The message in the halls of the Kowloon Shangri-La yesterday was that if a company really is to have a shot at increasing profits, recruiting new employees and retaining existing ones, and ultimately sustaining their business footprint – particularly if that footprint is in one of the many emerging economies across the Asia Pacific region – then it is imperative that CSR must take on a new form. Ideally, to quote several speakers, CSR wouldn’t need to exist at all.

Perhaps anticipating a radical change to the very thing that CSR Asia is all about, the organisers asked speakers this year to vision what the next ten years would bring in terms of CSR? Responses to this included:

  • an aspiration to involve more companies – big and small – in addressing how their core business can more positively address the social and environmental concerns of our time;
  • engaging more policy makers and regional governments in public-private partnerships; and
  • leveraging technologies to advance efforts to address the range of societal issues that are increasingly perceived as being issues that every sector – public, private and non-profit – are responsible for improving together.

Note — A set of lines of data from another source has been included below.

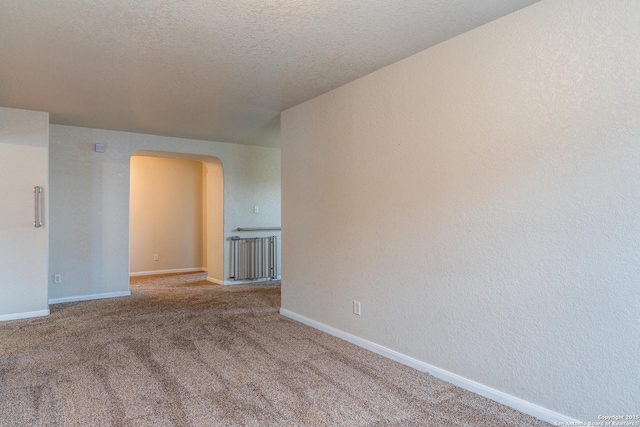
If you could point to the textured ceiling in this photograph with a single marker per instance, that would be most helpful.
(219, 70)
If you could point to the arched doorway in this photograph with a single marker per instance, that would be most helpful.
(176, 214)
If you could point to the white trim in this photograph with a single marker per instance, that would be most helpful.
(175, 270)
(467, 384)
(90, 297)
(24, 315)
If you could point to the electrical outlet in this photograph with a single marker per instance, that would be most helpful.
(356, 308)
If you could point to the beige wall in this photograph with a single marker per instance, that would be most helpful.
(89, 204)
(24, 146)
(166, 214)
(481, 200)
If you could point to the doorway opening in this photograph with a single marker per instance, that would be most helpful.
(176, 214)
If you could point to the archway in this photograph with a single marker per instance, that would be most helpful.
(202, 201)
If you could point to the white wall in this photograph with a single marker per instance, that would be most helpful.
(482, 200)
(24, 141)
(89, 204)
(166, 205)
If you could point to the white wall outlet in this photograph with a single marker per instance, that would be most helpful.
(356, 308)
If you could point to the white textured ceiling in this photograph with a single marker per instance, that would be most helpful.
(219, 70)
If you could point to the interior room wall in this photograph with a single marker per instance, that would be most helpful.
(24, 145)
(480, 199)
(89, 204)
(166, 215)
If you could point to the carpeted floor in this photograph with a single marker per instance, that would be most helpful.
(183, 352)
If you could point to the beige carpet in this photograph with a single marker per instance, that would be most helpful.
(183, 352)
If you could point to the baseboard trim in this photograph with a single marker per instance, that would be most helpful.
(174, 270)
(467, 384)
(216, 281)
(90, 297)
(24, 315)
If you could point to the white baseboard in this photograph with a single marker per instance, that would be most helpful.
(90, 297)
(175, 270)
(467, 384)
(25, 315)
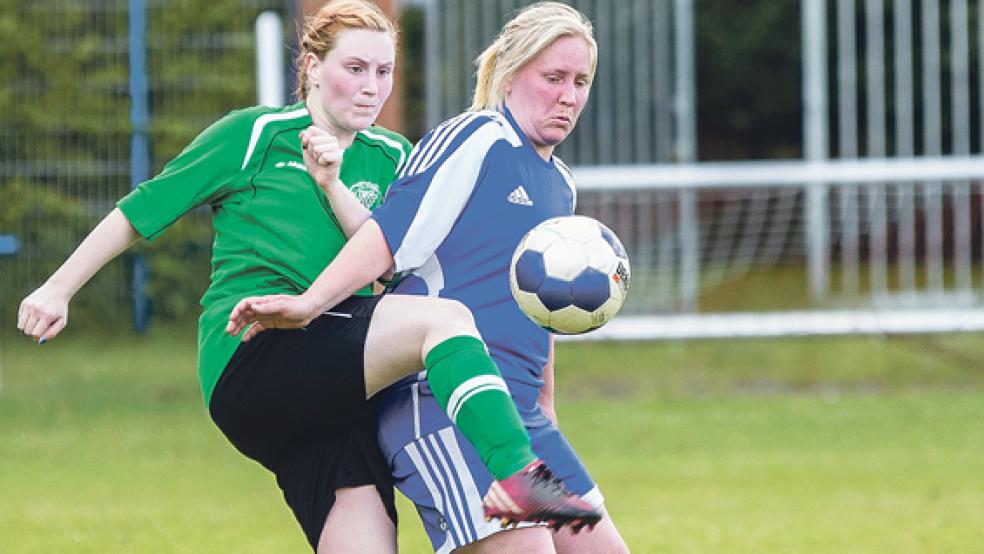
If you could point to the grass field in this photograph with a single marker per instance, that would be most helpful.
(795, 445)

This all makes sense on the surface, and perhaps during the coming years it is enough to continue to stage annual jamboree events to rally the cross-sector buy-in and sign-ups to create a groundswell. On the other hand, perhaps what is called for is a more systemic shift in terms of our speed at embracing such a vision.

What would it take, for example, to engineer a sea change, across the leaders of industry in our world, in terms of their attitudes, understanding, and commitment to resolving issues and bringing about true change to the lives of the many billions of vulnerable people with whom we share society?

Change, at that most far-reaching and profound level, change which puts planet first, and which places marginalized and under-represented populations first. The very same populations who are critical to the the manufacture and (increasingly) the consumption of the products and services that make up the world’s markets.

There is a role to be played by those entities such as CSR Asia, passionate about the issues, and willing to host smart, high-brow events. But, who are we kidding, such events still represent the thinnest of wedge ends, and we need to see a whole lot more happening.

Governments embedding equitable regulation to service better their citizens in need. Companies going beyond acquiring a social license to operate in countries with large numbers of low demographic populations, and investing in innovative ways of ensuring their procurement, manufacturing and distribution operations are offering fairer deals to those at the bottom of the value chain (where producers and suppliers alike will typically be earning exponentially less than they deserve.)

NGOs, too, must step up and find ways of representing the needs of local communities. I work for CARE International – an NGO open to cross-sector collaboration, and keen to find ways of channeling our expertise alongside the resources and capabilities of the private sector – but we still have a way to go before we are truly leveraging all the opportunities that might exist out there. CARE needs to invest more purposefully in this pursuit, and I was buoyed by the sentiments of other peer NGOs this week, who feel the same.

However you contextualize some of these issues and dynamics, the same square seems to always circle:

CSR, when understood for what it can achieve, is helping identify solutions, raise standards, and is contributing alongside other movements to charting a clearer path forward, in terms of the role of the private sector in development.

However, if the discussions in Hong Kong this week are anything to go by, the last twenty years of such efforts should be seen only as a prelude to what is still required if we are to be the generation that makes a difference and changes our existing paradigm – one whose own skyline is dominated by the pervading towers of poverty, inequality and social injustice.